Grief is a contradictory emotion: an intangible state of mind, while inducing overwhelming physical responses. Mazen Khaled’s masterly Martyr strikes the right balance as it simultaneously grounds the act of grieving in the real as well as the abstract.

On a hot summer day in Beirut, Hassane (Hamza Mekdad) is restless. He lives with his parents who constantly nag him to get a job. Even his masturbation session in the shower is interrupted by his father grumbling about water waste. Dreaming of being submerged in the ocean, Hassane tries to find release at the seaside with his friends, equally aimless loafers who complain about stifling Beirut and their dire romantic prospects. Hassane, in a moment of bizarre clarity, climbs up above the rocky beach and takes a fatal dive. His body crashes into the water and suddenly, all that visible is sea-foam. Hassane doesn’t come up again.

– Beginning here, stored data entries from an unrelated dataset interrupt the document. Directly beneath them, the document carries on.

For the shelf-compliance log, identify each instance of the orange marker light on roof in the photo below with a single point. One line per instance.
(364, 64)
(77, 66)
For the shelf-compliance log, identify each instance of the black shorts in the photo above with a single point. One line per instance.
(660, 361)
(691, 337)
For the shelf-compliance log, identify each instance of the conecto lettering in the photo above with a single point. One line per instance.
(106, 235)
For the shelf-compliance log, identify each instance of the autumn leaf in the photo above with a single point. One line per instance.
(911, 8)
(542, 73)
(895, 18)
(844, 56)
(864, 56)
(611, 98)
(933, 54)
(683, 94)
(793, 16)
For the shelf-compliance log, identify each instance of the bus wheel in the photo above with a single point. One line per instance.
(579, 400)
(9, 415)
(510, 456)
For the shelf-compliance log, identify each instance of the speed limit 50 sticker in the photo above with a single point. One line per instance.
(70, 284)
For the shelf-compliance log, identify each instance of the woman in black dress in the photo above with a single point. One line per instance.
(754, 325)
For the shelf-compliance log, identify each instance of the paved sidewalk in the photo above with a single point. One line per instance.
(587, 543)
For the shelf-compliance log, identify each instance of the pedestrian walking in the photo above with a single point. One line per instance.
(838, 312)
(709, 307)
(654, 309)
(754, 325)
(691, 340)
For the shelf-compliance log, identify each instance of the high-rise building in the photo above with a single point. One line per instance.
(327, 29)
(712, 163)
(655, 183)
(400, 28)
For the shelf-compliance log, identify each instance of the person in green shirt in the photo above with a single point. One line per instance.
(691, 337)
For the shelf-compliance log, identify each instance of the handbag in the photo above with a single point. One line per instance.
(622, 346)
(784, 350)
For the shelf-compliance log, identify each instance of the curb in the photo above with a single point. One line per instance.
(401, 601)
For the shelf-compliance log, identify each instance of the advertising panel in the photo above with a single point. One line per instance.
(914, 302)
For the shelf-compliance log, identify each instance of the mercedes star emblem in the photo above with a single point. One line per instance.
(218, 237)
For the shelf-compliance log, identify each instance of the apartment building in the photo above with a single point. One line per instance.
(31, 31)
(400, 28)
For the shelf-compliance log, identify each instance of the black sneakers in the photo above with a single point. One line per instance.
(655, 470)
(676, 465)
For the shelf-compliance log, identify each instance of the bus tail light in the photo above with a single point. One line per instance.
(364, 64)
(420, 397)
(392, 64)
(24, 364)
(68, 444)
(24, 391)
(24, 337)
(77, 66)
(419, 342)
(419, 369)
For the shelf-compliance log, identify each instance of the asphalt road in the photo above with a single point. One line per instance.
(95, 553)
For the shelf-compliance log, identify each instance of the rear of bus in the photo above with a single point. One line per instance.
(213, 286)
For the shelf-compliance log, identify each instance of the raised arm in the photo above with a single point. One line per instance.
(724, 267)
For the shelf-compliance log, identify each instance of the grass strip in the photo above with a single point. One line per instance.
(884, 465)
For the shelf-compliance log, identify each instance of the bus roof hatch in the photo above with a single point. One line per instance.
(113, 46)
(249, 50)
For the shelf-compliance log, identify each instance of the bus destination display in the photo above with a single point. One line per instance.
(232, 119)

Like death, grief, too, is a kind of crash. Suddenly, Martyr erupts into freeze-frames. They capture Hassane’s body stretched out and gently carried by numerous pairs of arms and hands, as his friends bring him home. The moment death enters Hassane’s household, everyday life is irretrievably disrupted, and the film veers into experimentalism. At one point, Hassane’s mother (Carol Abboud) is seamlessly teleported to a black limbo where she and other female mourners grieve in the form of dance. In other hands, such stylistic choices might come off as gauche, but here they are cathartic; the mother’s devastating disbelief is violently exorcised.

In Martyr, life and death are linked through such gestures. Moreover, while the sexual orientation of the men is unclear, there is a homoeroticism in their touch that nurtures Hassane from his adulthood to his sudden death. Grief can also be sensuous; that the same hands which have sunned with Hassane on the beach are now washing him for his final rites is pure cinematic poetry.

• Martyr is released on 12 March on Curzon Home Cinema.